The other thing that may be contributing to the number of open jobs is that workers may have cut back on extra jobs ... as in gone from 3 jobs to 2 or from 2 jobs to 1 with the pandemic. I have no source for that either, but I did hear it mentioned once by an analyst on one of the news shows.
Marc,
I'm sure that you are getting some current data on the jobs being filled and hiring is doing well. Which is exactly what the government wants us to think. I do not believe any of that from where I stand and what I am seeing first hand. they say unemployment is down, of course it is because when you run out of benefits your no longer in the count so that changes the number.
I have companies telling me thy cant man the job because there are no workers. they cant stay open later then normal because no workers. Some close friends have closed their business and others are working double shifts just stay open.
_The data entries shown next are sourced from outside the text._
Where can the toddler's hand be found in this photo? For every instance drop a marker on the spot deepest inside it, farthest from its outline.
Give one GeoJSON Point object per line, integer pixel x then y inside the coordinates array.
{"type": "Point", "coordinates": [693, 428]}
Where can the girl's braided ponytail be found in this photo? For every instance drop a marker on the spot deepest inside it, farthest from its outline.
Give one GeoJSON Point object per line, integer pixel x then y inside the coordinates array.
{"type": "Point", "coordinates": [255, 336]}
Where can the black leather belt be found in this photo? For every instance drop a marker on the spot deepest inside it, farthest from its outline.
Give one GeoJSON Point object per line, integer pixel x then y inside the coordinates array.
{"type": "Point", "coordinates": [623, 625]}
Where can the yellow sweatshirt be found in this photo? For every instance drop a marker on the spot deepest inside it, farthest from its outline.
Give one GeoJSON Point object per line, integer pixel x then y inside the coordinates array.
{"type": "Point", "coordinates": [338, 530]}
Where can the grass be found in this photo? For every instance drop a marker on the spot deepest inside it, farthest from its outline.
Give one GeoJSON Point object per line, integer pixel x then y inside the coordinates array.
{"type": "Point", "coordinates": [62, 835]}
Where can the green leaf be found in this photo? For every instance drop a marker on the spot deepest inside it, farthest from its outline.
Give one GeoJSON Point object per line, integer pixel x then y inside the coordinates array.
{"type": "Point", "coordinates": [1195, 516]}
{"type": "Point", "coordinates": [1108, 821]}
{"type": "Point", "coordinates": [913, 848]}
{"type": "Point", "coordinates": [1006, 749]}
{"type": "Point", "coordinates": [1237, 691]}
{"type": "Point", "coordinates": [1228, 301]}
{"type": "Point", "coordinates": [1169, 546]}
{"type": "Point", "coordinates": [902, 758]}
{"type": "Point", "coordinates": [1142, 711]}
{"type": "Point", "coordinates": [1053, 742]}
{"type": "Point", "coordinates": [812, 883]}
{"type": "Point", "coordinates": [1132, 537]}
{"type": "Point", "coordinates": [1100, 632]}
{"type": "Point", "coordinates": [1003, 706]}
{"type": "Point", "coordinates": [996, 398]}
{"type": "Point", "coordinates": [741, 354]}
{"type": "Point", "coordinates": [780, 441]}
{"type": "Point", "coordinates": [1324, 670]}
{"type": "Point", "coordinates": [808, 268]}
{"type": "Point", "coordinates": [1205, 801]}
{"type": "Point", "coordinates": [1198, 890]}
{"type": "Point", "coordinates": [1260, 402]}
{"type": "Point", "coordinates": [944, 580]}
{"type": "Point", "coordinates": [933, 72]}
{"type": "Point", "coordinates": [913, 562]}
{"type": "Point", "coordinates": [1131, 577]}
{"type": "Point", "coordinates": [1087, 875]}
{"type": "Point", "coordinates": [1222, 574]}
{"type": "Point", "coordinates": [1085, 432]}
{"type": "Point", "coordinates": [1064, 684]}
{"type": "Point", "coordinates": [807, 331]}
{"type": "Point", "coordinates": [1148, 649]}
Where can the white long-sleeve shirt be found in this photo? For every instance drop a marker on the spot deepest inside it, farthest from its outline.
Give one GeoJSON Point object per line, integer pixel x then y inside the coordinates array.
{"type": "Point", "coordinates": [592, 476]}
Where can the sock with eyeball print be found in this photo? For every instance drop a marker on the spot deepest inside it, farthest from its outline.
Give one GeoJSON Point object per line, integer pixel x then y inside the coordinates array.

My very close friend has gone on 5 interviews 3 of them were leads that I gave to contacts of mine that I know well and I was told they didn't get a call back. I reached out and they said we don't have the people to hire actually and a few other things. If a spot is available we will call. Now for one that makes me look like shit when they asked if I had anyone looking and they had the resume in the next 15 mins. of the person I sent and now nothing. So the person who put trust and faith in me that I said i could help has lost that.
The only people that are working are the ones that worked all through Covid - 19 with no extra pay or compensation or free government money. The one's that are not for the most part are the ones sucking off the government's tit. yes lets sit at home and collect free money that will cost the next 2 or 3 generations issue. maybe the government should just STFU and stay in DC and Off the tv. they are not helping one bit.